Florida is the lightning capital of the country, and communities want to make sure people are safe.
Hours before storms arrived on Marco Island Thursday, Collier County crews installed technology that would warn locals to lightning strikes that come too close.
The devices are developed by Thor Guard Inc. The system, aptly named “Thorguardian,” monitors the atmosphere’s electrostatic energy and finds potential for lightning within two miles. When you hear a 15-second blast of the horn, that means get to a safe place.
Homeowners nearby say you won’t miss it when it goes off.
“I went down to the park, and it went off here the other day, and we had absolutely no idea what it was,” said John Hennley on Marco Island.
It’s not someone beeping their car horn at you. That sound is a warning. So, when storms roll through Southwest Florida, you will know.

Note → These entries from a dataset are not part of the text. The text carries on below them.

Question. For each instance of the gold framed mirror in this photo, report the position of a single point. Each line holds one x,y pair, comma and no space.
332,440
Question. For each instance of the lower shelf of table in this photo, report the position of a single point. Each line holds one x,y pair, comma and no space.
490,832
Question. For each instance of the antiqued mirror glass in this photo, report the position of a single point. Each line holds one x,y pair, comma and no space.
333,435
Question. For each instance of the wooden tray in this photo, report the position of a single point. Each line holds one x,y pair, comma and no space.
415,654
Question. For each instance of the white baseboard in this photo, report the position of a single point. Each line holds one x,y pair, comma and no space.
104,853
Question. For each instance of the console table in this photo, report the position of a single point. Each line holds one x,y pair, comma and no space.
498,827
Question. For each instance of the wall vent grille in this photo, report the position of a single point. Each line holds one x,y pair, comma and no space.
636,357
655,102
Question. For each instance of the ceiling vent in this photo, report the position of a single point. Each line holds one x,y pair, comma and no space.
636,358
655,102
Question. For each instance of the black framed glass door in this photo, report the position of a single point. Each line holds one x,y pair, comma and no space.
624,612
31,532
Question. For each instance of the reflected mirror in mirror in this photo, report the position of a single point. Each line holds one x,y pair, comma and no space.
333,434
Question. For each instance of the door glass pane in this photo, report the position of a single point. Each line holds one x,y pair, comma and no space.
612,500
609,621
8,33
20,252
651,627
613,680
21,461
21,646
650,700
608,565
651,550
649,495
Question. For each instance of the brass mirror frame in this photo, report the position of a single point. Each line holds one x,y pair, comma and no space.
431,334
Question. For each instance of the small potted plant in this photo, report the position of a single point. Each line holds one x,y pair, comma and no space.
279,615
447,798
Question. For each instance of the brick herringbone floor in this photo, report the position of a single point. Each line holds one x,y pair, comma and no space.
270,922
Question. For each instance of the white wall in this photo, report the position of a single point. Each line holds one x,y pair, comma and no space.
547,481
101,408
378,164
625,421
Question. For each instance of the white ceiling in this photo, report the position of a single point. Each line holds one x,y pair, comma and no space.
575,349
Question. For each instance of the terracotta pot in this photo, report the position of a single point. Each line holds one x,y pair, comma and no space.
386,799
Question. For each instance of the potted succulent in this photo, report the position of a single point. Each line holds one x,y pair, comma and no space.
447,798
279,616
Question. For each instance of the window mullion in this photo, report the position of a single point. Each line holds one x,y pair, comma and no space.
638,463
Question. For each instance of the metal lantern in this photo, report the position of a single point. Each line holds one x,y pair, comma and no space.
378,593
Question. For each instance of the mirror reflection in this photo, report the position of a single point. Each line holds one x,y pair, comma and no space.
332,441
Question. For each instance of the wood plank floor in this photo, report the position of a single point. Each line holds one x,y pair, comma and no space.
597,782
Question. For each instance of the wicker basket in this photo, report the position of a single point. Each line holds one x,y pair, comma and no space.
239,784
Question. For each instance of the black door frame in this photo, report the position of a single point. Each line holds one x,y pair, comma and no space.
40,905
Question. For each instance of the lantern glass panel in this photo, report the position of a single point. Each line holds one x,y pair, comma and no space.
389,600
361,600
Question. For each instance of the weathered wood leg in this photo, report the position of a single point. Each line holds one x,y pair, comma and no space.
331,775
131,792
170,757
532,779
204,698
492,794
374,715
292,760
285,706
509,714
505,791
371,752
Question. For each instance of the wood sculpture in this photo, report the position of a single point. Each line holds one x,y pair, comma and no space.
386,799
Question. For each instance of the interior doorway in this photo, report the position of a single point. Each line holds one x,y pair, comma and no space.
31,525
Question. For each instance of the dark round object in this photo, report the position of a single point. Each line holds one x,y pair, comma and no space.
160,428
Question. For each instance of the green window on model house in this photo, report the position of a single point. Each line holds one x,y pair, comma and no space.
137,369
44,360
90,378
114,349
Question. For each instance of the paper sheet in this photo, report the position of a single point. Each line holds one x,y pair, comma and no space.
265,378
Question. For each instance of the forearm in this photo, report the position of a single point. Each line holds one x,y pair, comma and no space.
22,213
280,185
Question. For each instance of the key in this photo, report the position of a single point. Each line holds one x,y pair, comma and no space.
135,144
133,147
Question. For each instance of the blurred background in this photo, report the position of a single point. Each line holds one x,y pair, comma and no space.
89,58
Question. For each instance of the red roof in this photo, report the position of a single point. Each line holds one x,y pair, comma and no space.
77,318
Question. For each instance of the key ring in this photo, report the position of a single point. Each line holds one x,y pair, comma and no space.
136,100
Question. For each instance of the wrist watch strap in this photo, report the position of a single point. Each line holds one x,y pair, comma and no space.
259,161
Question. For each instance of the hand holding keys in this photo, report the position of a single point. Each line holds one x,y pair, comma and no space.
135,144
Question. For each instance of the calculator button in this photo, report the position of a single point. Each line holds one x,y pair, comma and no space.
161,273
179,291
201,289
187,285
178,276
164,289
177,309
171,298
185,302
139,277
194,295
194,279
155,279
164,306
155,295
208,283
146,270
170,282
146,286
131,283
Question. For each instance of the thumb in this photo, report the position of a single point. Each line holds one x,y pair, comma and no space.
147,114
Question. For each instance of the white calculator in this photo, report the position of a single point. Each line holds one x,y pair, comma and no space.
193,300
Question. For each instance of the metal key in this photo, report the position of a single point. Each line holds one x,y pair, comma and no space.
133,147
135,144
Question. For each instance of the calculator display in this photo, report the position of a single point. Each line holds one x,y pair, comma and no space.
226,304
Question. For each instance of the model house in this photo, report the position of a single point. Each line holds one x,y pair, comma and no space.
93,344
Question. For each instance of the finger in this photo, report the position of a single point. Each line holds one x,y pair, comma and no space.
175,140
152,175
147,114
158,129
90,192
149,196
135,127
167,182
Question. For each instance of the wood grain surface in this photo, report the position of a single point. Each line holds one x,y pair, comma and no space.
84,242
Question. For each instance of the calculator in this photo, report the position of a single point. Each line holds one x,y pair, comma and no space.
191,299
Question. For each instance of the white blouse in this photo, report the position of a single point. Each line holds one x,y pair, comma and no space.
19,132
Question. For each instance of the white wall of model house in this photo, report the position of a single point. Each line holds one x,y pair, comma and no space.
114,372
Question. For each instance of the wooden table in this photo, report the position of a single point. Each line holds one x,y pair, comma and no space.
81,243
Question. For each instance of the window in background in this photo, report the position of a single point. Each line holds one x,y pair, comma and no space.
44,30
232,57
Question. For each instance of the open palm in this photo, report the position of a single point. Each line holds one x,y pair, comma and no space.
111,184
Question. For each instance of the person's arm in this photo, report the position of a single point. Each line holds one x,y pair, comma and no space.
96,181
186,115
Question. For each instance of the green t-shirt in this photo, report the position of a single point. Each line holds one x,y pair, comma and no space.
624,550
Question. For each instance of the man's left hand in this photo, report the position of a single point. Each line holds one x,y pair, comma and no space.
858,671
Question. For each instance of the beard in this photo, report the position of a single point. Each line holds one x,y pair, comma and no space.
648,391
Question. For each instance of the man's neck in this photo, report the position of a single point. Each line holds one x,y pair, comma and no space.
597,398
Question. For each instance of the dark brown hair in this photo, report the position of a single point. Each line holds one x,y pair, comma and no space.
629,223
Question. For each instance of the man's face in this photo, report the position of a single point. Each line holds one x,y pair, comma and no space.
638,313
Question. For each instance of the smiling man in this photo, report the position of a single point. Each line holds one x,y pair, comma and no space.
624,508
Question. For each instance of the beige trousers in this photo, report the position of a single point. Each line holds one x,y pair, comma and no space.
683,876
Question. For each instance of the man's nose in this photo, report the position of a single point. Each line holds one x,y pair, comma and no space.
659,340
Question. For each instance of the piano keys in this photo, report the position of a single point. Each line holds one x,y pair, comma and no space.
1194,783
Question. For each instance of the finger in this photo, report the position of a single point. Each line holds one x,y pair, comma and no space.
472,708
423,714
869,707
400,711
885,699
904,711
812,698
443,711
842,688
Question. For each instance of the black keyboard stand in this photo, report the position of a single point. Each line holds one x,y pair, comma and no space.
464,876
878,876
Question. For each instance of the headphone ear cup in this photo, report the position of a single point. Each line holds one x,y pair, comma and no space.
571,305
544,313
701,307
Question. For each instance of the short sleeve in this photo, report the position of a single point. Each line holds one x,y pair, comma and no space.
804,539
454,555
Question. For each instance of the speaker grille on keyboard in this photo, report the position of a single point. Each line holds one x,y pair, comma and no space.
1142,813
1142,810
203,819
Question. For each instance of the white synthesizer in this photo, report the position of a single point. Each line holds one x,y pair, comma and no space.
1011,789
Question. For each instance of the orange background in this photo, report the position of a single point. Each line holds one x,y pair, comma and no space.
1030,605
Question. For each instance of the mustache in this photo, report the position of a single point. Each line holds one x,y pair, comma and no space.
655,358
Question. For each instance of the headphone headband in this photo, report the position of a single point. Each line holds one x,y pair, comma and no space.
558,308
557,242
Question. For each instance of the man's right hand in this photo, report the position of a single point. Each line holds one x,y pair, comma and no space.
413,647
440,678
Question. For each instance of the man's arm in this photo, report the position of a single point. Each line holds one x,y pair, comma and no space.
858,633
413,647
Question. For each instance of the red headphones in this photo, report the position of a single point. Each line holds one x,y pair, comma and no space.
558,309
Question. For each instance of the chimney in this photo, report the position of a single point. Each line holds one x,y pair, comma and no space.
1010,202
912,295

“You would no doubt hear it,” Hennley said.
And it’s a good thing you can because people such as Maria McCabe knows someone who learned the hard way.
“I have a friend who has been struck by lightning three times,” McCabe said.
Collier County placed the Thorguardian systems at Caxambas Park and another at the south beach. The two of them cost more than $37,000.
And islanders say that was money well spent.
“I can see an alligator coming, but lightening sneaks up on ya,” Micheal Person said. “The protection of people from something that you can’t know till it’s too late is an excellent idea.”
When you hear three 5-second blasts and the light stops flashing, it’s safe to be outside again.
“People do get hit, so it’s a good thing to be warned,” McCabe said.